The embeddings must match the dimensions expected by the model specified when creating the project with vectorize.table().

Parameters¶

job_name: The name of your pg_vectorize project (created via vectorize.table())
src_table: The table containing your pre-computed embeddings
src_primary_key: The primary key column in your source table
src_embeddings_col: The column containing the vector embeddings

Example¶

-- First create a vectorize project
SELECT vectorize.table(
    job_name => 'product_search',
    relation => 'products',
    primary_key => 'id',
    columns => ARRAY['description'],
    transformer => 'sentence-transformers/all-MiniLM-L6-v2'
);

-- Then import pre-existing embeddings
SELECT vectorize.import_embeddings(
    job_name => 'product_search',
    src_table => 'product_embeddings',
    src_primary_key => 'product_id',
    src_embeddings_col => 'embedding_vector'
);

Creating a Table from Existing Embeddings¶

If you have pre-computed embeddings and want to create a new vectorize table from them, use vectorize.table_from():

SELECT vectorize.table_from(
    relation => 'products',
    columns => ARRAY['description'],
    job_name => 'product_search',
    primary_key => 'id',
    src_table => 'product_embeddings',
    src_primary_key => 'product_id',
    src_embeddings_col => 'embedding_vector',
    transformer => 'sentence-transformers/all-MiniLM-L6-v2',
    schedule => 'realtime'
);

This function: 1. Creates the vectorize table structure 2. Imports your pre-computed embeddings 3. Sets up the specified update schedule (realtime triggers or cron job)

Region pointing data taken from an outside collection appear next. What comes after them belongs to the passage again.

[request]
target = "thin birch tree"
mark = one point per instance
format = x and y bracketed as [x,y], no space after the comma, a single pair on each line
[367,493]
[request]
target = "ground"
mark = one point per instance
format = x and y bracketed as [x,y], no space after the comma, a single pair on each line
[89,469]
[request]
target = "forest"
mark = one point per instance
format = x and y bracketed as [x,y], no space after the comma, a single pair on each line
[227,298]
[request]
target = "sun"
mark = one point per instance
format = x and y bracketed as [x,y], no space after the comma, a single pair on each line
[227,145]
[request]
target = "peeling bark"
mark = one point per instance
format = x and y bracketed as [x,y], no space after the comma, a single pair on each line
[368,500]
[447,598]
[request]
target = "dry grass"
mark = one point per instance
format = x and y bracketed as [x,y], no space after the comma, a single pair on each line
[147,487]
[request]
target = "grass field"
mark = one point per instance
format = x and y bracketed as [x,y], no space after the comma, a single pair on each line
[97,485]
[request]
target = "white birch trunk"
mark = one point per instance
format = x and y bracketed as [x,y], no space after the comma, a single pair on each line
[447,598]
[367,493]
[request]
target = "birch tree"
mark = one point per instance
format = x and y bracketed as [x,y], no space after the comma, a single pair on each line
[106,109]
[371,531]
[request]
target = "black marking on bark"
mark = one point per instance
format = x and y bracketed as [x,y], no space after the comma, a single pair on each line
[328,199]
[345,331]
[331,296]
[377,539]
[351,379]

The embeddings must match the dimensions of the specified transformer model.

Parameters¶

relation: The table to create or modify
columns: Array of columns to generate embeddings from
job_name: Name for this vectorize project
primary_key: Primary key column in your table
src_table: Table containing your pre-computed embeddings
src_primary_key: Primary key column in your source table
src_embeddings_col: Column containing the vector embeddings
schema: Schema name (default: 'public')
update_col: Column tracking updates (default: 'last_updated_at')
index_dist_type: Index type (default: 'pgv_hnsw_cosine')
transformer: Model to use (default: 'sentence-transformers/all-MiniLM-L6-v2')
table_method: How to store embeddings (default: 'join')
schedule: Update schedule - 'realtime', 'manual', or cron expression (default: ' * * * ')

This approach ensures your pre-computed embeddings are properly imported before any automatic updates are enabled.